A Bridge to Equity?

Bridging D.C.’s Starkest Divide

Can a park over the Anacostia River spur a revolution in urban development?

Next City, Nov. 21, 2016

On the evening of Sept. 17, people in running shoes swarmed over Washington, D.C.’s Yards Park. Contestants in a relay race, they chatted with team members wearing matching T-shirts, some emblazoned with the logos of Fortune 500 companies, and sipped beer under orange tents. The runners had just finished a Ragnar Relay — a 200-mile endurance test popular with the kind of highly educated strivers who have poured into D.C. since the early 2000s. The finish-line party matched the yuppie vibe of the redeveloped Navy Yard neighborhood around it, known for its restaurant scene and pricey apartments.

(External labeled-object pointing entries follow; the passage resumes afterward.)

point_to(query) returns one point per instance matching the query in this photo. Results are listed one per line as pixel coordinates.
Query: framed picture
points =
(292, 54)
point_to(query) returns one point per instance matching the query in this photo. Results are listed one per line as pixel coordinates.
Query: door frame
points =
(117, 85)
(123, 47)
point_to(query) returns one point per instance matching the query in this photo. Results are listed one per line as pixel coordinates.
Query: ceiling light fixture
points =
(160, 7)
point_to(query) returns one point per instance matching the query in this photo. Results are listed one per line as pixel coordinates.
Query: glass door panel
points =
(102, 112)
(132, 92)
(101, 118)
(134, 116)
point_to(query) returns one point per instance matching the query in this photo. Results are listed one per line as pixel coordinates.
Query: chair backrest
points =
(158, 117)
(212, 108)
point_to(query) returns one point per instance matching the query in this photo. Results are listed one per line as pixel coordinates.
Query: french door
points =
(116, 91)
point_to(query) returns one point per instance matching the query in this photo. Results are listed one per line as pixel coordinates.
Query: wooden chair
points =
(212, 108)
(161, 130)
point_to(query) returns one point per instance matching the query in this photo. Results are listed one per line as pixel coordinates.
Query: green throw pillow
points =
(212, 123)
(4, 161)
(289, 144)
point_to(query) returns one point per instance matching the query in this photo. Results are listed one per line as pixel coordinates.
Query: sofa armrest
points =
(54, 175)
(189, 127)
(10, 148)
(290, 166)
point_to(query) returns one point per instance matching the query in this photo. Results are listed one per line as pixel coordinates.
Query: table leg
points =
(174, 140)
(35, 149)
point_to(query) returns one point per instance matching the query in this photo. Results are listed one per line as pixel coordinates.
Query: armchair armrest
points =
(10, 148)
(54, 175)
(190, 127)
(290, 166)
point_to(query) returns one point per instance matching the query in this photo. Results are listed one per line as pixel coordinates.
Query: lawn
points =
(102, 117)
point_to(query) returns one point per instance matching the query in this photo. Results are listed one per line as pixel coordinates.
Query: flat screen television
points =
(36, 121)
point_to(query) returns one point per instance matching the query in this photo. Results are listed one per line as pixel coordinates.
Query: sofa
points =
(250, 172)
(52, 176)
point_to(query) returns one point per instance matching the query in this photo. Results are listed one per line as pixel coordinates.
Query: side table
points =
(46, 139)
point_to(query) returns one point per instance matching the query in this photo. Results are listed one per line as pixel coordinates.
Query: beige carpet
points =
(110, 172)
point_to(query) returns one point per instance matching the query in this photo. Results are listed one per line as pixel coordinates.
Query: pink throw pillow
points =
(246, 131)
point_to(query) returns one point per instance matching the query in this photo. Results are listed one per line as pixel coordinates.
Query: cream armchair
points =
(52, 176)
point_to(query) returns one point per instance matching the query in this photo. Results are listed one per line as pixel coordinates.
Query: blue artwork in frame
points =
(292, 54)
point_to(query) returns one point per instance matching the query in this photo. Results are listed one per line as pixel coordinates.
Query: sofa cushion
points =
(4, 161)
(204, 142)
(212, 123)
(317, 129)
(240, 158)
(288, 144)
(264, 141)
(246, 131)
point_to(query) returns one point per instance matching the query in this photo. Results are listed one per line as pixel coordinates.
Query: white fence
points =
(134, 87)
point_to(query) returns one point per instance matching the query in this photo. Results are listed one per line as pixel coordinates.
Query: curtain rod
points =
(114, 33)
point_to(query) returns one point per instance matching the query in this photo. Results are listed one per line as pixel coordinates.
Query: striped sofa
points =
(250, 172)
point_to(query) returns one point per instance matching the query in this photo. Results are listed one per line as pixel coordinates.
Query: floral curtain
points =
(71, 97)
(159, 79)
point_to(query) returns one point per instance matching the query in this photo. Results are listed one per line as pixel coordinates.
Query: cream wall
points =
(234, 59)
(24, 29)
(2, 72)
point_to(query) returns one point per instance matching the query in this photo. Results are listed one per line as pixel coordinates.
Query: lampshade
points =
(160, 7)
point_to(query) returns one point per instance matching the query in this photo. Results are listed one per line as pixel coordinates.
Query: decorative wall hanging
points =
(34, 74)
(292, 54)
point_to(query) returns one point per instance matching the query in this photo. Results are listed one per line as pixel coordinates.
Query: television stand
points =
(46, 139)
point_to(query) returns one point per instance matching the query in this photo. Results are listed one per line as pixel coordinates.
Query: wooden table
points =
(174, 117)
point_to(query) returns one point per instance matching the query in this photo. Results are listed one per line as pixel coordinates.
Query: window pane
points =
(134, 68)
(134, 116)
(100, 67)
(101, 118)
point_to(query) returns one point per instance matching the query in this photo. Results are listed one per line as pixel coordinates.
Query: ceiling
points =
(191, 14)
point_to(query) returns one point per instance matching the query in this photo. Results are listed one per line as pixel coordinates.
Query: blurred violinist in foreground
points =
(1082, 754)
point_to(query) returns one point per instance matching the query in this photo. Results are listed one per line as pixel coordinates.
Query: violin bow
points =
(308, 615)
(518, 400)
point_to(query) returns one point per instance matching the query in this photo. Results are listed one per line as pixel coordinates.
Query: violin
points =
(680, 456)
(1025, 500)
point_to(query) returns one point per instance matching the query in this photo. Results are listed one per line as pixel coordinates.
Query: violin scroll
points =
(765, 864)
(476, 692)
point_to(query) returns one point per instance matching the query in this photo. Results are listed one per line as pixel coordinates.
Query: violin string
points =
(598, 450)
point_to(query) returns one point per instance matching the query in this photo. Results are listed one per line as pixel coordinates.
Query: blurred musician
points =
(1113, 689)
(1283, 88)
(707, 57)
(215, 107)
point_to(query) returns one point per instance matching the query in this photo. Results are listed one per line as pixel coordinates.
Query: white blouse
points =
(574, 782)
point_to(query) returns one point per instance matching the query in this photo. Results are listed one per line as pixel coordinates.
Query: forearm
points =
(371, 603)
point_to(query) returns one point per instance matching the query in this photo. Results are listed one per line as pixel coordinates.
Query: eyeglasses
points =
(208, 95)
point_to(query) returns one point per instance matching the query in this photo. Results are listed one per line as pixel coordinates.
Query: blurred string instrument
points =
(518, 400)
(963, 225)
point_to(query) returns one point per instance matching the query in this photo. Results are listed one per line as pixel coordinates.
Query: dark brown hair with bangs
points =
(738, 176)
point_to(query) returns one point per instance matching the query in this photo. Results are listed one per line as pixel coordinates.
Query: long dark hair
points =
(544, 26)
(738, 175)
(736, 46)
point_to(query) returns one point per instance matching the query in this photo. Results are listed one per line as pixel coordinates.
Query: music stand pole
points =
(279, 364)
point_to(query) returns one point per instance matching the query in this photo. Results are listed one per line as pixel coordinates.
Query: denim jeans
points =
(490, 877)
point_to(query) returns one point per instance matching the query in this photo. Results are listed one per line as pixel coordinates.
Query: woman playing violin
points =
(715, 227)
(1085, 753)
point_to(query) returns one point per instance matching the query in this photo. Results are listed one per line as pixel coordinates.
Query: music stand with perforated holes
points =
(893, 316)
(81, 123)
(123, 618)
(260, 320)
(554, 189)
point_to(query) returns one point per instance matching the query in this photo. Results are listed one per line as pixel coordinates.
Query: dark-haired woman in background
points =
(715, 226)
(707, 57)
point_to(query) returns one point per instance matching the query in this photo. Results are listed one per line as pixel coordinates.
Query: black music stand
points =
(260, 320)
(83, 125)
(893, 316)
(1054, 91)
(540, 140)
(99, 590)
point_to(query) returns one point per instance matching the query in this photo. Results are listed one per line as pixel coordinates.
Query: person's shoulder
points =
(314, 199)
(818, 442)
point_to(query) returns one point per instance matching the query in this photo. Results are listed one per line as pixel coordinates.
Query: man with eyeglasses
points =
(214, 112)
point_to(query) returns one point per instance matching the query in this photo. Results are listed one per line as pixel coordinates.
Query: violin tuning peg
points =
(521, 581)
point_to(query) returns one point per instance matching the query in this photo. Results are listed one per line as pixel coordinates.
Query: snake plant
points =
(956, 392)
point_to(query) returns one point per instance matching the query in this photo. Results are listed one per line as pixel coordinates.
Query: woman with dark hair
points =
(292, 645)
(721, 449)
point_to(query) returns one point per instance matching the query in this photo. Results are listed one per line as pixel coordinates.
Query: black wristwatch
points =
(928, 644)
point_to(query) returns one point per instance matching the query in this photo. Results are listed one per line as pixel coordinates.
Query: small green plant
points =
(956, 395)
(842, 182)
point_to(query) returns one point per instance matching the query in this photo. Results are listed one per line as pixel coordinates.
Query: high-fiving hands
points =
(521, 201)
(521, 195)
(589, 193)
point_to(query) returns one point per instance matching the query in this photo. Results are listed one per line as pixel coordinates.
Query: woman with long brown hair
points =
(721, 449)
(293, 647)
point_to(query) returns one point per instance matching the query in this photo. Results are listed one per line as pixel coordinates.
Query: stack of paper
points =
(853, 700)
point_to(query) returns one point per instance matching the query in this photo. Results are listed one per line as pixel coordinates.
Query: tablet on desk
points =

Farther down the Anacostia Riverwalk, as the runners thinned out, another crowd gathered. Families bent over long tables as a violinist played. They glued tissue-paper shapes and photos of figures from black history into colorful strips to make decorated lanterns. Volunteers handed out LED candles. When a local charter school marching band struck up and started to walk east, everyone followed, swinging their lanterns in the dusk. Their destination was Anacostia, a neighborhood just a mile away, but far removed from the urban playground that is Navy Yard.